Love that last pic...you need to edit out the halter...then it would be worth framing !


----------



## Knottymare (Mar 24, 2011)

What a fun day. Looks like you all had a great time. Your video was so relaxing to watch!


----------



## hobbyhorse23 (Mar 24, 2011)

miniwhinny said:


> Love that last pic...you need to edit out the halter...then it would be worth framing!

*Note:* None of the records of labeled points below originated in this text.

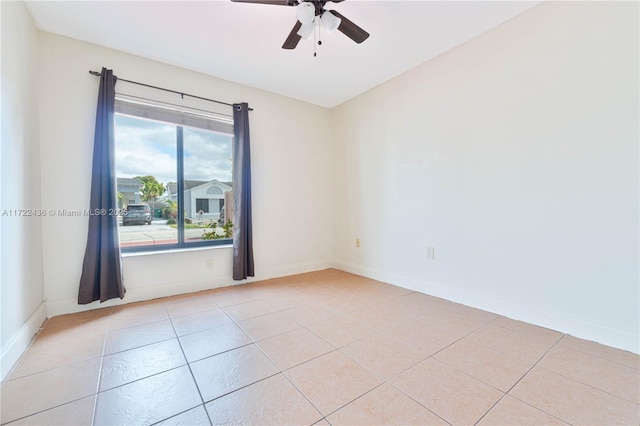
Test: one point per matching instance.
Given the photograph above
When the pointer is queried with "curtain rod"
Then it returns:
(97, 74)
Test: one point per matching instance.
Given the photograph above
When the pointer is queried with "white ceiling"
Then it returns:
(242, 42)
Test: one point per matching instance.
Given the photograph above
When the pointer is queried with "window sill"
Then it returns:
(174, 250)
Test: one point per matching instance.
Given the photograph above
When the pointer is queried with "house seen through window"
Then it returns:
(173, 179)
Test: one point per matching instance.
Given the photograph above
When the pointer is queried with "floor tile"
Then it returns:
(422, 337)
(601, 351)
(139, 313)
(234, 295)
(195, 417)
(32, 394)
(452, 322)
(509, 340)
(294, 347)
(125, 367)
(148, 400)
(76, 413)
(229, 371)
(268, 325)
(273, 401)
(332, 381)
(493, 367)
(384, 405)
(452, 395)
(321, 345)
(200, 321)
(312, 314)
(51, 348)
(383, 355)
(510, 411)
(608, 376)
(137, 336)
(347, 303)
(535, 336)
(341, 331)
(201, 303)
(249, 310)
(379, 316)
(211, 342)
(574, 402)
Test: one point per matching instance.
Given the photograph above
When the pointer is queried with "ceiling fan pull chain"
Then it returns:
(315, 53)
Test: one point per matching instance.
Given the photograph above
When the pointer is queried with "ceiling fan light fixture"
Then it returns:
(330, 21)
(306, 13)
(305, 30)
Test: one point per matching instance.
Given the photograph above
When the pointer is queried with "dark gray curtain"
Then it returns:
(242, 228)
(101, 270)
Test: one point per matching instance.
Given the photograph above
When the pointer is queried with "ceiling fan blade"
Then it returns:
(275, 2)
(292, 41)
(350, 29)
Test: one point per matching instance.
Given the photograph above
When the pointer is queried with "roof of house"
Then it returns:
(172, 187)
(128, 181)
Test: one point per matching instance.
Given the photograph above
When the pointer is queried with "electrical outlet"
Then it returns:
(431, 252)
(208, 264)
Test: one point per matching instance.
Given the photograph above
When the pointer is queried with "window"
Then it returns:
(175, 165)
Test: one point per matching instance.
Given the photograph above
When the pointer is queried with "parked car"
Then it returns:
(137, 213)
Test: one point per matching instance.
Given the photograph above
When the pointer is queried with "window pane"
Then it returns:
(145, 168)
(207, 177)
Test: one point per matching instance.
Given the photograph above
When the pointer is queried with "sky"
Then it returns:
(145, 147)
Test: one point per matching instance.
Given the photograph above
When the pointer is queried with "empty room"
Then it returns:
(327, 212)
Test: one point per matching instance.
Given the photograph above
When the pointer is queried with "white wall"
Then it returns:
(516, 157)
(291, 154)
(22, 291)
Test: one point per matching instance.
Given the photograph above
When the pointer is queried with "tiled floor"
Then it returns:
(319, 348)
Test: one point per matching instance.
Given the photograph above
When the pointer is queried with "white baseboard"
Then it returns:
(137, 294)
(20, 342)
(578, 328)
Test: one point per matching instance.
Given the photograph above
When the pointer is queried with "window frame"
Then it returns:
(180, 117)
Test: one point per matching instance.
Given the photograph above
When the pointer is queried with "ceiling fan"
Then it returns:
(307, 10)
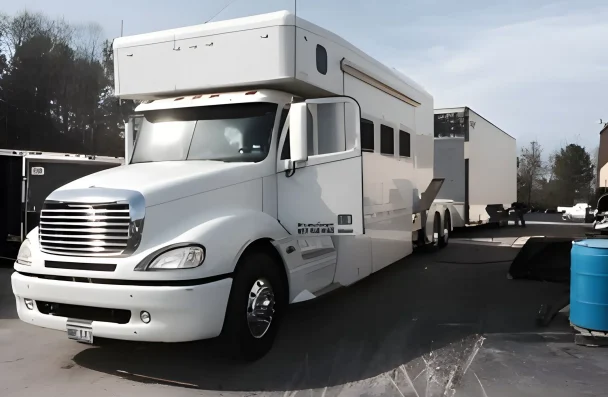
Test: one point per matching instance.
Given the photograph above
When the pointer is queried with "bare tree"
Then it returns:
(530, 172)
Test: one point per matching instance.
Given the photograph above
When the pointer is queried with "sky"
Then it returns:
(538, 69)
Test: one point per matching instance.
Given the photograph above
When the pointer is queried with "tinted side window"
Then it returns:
(404, 144)
(321, 59)
(367, 135)
(387, 140)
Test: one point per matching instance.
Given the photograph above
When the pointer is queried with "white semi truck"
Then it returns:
(479, 164)
(27, 178)
(274, 163)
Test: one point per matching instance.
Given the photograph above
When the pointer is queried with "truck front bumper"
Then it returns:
(178, 313)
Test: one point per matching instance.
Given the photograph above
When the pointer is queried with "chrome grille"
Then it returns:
(83, 229)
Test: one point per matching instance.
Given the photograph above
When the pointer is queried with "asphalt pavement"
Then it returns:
(447, 323)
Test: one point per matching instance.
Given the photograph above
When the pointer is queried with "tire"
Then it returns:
(436, 240)
(258, 279)
(447, 227)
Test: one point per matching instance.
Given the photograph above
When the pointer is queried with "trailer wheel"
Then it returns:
(257, 301)
(447, 227)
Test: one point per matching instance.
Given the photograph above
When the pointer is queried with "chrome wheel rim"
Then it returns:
(260, 308)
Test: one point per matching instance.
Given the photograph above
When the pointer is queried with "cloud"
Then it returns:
(538, 65)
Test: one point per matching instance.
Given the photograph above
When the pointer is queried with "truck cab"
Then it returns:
(246, 188)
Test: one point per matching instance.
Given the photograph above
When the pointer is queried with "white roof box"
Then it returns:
(274, 51)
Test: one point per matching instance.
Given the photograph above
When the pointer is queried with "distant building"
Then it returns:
(602, 159)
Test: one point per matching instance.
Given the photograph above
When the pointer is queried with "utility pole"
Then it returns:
(532, 173)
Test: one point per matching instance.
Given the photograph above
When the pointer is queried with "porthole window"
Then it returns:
(321, 59)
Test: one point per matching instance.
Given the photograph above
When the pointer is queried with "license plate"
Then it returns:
(80, 332)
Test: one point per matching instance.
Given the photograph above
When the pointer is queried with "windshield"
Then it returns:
(232, 133)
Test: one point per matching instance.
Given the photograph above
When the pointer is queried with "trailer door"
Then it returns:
(323, 193)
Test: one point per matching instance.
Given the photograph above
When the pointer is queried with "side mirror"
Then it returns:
(128, 140)
(298, 132)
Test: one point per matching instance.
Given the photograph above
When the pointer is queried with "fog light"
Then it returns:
(145, 317)
(29, 303)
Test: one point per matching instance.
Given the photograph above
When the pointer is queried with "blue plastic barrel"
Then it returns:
(589, 284)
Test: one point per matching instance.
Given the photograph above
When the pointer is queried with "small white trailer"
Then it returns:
(274, 163)
(478, 161)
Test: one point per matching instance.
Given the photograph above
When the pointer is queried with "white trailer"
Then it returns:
(479, 164)
(274, 162)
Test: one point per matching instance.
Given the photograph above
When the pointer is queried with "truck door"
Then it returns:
(319, 165)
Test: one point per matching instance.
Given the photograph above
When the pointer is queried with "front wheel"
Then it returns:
(257, 301)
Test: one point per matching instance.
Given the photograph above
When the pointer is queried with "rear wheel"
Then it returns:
(447, 227)
(257, 301)
(436, 241)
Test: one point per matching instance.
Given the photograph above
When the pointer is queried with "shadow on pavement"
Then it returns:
(413, 316)
(489, 231)
(7, 299)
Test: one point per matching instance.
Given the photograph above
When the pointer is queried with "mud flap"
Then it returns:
(497, 213)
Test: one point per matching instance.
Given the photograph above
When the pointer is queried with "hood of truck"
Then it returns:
(162, 182)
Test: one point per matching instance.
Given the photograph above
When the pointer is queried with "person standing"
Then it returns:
(520, 210)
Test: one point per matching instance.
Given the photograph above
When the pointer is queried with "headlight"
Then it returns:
(178, 258)
(24, 257)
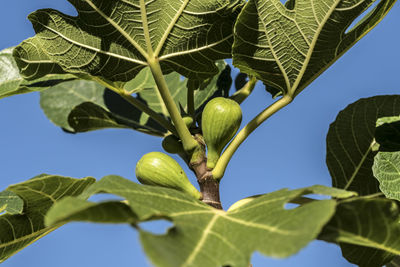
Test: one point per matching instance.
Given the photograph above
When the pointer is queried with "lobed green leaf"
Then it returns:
(204, 236)
(351, 143)
(115, 39)
(12, 83)
(38, 194)
(287, 47)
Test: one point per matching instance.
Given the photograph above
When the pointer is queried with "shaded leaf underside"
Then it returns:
(288, 47)
(39, 194)
(351, 142)
(367, 231)
(115, 39)
(80, 106)
(12, 83)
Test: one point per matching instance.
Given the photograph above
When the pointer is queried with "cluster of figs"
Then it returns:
(221, 119)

Like it's not worth framing now??



Those are awesome photos!! Way more artistic than the shots I've gotten of mine on the beach, wow. Professional photographer?

Leia


----------



## Stampedeoflove (Mar 24, 2011)

Thanks so much ya'll



It was FUN! Nope, not professional photos. Snapped between my Mom & myself.

Stampede Of Love


----------



## wingnut (Mar 24, 2011)

I am thoroughly jealous! To take mine to the beach (if I could even find one that allowed it) would take a 6 hour round trip and I don't think my horses would be happy to ride in the trailer for 6 hours for 30-60 minutes on the beach.

They are both lovely!!


----------



## hobbyhorse23 (Mar 25, 2011)

wingnut said:


> I am thoroughly jealous! To take mine to the beach (if I could even find one that allowed it) would take a 6 hour round trip and I don't think my horses would be happy to ride in the trailer for 6 hours for 30-60 minutes on the beach.


It's a six hour trip one way for me to meet my friends down in Oregon, and often 8-9 hours with traffic. We just stay the weekend to make it worth it!

Leia


----------



## MINI REASONS (Mar 26, 2011)

Beautiful pictures! I love them all, but my fav is the one where the guys look like they are having a man to man talk.



Very cute.


----------



## eagles ring farm (Mar 27, 2011)

Great pictures


----------